The presence of strong feedback loops among innovation dimensions implies that management must establish mechanisms for cross-functional learning and continuous communication. The model highlights that innovation in Pricing and Distribution often depends on timely information flow from marketing and R&D teams, suggesting the need for integrated data systems and collaborative decision-making platforms [20,22,43,69,70]. In practice, pharmaceutical firms can use this framework to diagnose bottlenecks and identify leverage points that enhance system-wide innovation performance [7,16,69].
Moreover, the findings suggest that managerial focus should shift from isolated project-based innovation to sustained systemic orchestration. Strategic leaders must cultivate innovation cultures that value experimentation, tolerance for ambiguity, and iterative feedback across departments [24,31]. Such managerial adaptability is particularly critical in the context of emerging markets like Indonesia, where regulatory shifts, supply chain constraints, and market volatility demand high levels of strategic flexibility [34,35,66].

5.3. Policy Implications

At the policy level, the Integrated Cycle Model provides valuable guidance for designing innovation-support mechanisms in the pharmaceutical sector. Since no single innovation dimension acts as the dominant driver, policy instruments should aim to foster balanced capability development across all six dimensions [20,27,43,67]. Governments and regulatory agencies can facilitate this balance by encouraging collaborative innovation ecosystems that link universities, industry, and healthcare institutions [21,23,24].
The presence of multidirectional linkages among innovation dimensions also implies that regulatory frameworks should be adaptive rather than prescriptive. Policies that promote flexible pricing schemes, transparent marketing regulations, and sustainable distribution systems can reinforce the systemic stability of the innovation network [25,26,33,65]. Furthermore, public–private partnerships and open-innovation initiatives can strengthen feedback loops across sectors, promoting resource efficiency and knowledge diffusion [22,65,70,71].
From a sustainability standpoint, the integrated nature of the model aligns with global policy goals related to responsible consumption and production. Encouraging circular innovation practices, digital transformation, and green distribution systems can enhance both economic performance and environmental responsibility in the pharmaceutical industry [8,25,28,32].

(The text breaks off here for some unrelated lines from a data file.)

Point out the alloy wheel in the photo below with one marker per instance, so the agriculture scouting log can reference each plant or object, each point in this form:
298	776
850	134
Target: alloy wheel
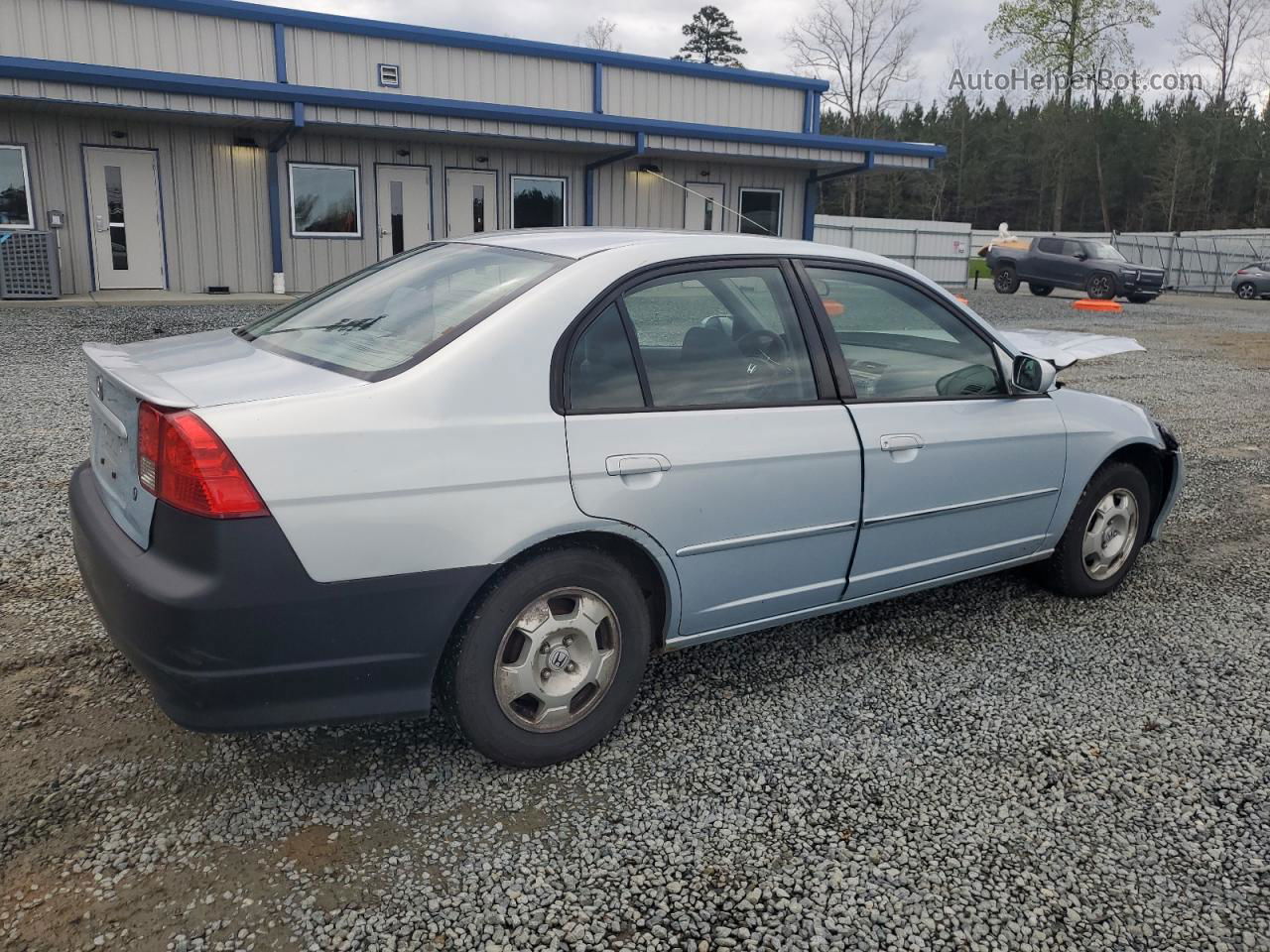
558	658
1110	535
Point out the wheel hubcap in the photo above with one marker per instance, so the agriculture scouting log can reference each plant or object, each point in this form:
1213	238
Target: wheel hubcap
558	658
1110	534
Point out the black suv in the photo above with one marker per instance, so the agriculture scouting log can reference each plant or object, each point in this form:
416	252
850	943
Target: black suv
1080	264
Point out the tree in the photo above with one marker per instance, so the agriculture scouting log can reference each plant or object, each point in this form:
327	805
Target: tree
1218	32
711	37
601	35
1069	39
862	49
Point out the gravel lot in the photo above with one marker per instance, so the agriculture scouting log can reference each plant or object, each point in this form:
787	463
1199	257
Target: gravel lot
982	767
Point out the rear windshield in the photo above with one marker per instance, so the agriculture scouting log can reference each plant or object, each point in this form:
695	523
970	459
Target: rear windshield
389	316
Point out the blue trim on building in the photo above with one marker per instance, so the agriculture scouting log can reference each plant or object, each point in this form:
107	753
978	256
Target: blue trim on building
93	75
471	41
280	51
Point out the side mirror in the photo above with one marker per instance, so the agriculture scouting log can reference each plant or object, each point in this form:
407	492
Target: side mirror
1033	375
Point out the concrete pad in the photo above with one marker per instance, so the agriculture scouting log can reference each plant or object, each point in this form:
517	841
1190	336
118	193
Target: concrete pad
148	298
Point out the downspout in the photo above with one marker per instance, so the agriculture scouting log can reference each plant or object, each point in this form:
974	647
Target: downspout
277	145
812	193
589	180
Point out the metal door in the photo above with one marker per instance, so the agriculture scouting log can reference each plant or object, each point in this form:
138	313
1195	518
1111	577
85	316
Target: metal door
404	202
471	202
702	206
123	214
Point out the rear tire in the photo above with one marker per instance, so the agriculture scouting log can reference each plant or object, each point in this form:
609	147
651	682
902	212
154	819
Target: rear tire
1101	287
550	657
1105	535
1005	280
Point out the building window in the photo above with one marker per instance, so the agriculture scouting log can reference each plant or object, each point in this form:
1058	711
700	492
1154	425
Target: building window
538	202
761	211
324	200
14	189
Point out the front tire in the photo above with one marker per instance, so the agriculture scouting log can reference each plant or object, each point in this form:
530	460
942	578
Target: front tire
1101	287
1105	535
549	660
1005	280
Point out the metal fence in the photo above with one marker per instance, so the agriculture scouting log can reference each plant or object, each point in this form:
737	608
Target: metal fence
1198	262
938	249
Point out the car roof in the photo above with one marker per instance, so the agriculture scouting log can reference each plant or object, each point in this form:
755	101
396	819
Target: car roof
583	243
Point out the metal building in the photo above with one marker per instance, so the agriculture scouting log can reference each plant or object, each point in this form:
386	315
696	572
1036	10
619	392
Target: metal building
194	144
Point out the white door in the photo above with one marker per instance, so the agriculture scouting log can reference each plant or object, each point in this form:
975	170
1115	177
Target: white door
471	202
123	211
703	209
404	207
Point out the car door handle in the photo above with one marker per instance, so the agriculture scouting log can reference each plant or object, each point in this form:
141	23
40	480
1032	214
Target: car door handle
636	463
899	442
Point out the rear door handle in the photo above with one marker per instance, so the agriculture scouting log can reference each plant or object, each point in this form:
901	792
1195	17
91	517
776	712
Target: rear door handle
636	463
899	442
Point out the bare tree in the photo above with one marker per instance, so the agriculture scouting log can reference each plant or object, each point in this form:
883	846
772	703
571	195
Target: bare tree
1218	32
1070	39
601	35
862	48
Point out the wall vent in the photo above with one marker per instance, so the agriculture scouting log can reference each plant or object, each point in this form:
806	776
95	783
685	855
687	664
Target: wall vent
28	266
390	75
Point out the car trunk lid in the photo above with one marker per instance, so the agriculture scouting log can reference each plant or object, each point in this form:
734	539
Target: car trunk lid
186	372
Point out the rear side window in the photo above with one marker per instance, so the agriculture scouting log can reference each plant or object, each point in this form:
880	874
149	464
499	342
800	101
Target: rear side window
719	336
391	315
602	375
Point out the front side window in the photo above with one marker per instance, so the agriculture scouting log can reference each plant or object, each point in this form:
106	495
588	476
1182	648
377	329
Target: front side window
14	189
538	202
384	318
1102	252
719	338
325	200
899	344
761	211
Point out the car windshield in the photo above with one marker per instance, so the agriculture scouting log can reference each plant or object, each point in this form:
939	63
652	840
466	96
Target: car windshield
393	315
1102	252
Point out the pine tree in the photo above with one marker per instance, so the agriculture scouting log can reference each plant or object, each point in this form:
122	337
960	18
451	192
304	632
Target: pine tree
711	37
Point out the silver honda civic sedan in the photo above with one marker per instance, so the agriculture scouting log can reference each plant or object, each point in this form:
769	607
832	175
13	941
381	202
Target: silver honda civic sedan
495	475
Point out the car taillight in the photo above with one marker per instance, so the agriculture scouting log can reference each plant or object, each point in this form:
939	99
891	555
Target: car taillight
186	465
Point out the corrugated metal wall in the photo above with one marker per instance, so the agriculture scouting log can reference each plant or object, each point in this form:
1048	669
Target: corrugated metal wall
629	198
662	95
136	37
216	218
345	61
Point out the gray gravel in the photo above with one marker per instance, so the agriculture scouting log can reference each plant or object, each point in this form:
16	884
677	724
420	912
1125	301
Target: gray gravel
982	767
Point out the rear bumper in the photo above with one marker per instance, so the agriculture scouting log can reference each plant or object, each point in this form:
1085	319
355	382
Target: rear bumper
231	634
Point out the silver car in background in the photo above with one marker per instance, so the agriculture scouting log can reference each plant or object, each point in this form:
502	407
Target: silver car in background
500	472
1251	281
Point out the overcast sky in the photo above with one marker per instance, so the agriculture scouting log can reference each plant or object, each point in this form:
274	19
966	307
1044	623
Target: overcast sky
652	27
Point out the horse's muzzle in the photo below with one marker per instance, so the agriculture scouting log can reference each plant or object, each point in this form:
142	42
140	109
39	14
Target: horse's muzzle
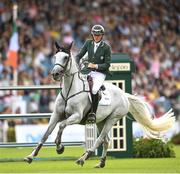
57	76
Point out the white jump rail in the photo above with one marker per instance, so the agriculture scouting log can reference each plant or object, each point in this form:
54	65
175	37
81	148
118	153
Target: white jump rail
31	115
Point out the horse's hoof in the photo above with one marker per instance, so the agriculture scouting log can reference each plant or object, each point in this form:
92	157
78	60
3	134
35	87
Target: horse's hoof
80	162
28	159
100	165
60	150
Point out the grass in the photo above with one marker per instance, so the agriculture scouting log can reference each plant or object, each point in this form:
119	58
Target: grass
66	163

5.4. Methodological Contributions

Methodologically, this study advances the application of Fuzzy ISM in the field of marketing innovation by demonstrating its capability to model interdependencies among conceptual dimensions that are not easily captured through conventional statistical approaches. By integrating fuzzy logic with interpretive modeling, the research captures the ambiguity inherent in expert judgment while maintaining computational consistency [9,10,53,54].
The study also extends the use of systemic modeling to emerging-market contexts, contributing empirical evidence from Indonesia’s pharmaceutical industry—an environment characterized by high uncertainty and rapid transformation [16,20,34]. This contextual application confirms that fuzzy-based modeling can serve as a robust decision-support tool for both researchers and practitioners seeking to understand complex innovation dynamics [14,15,57,66,70].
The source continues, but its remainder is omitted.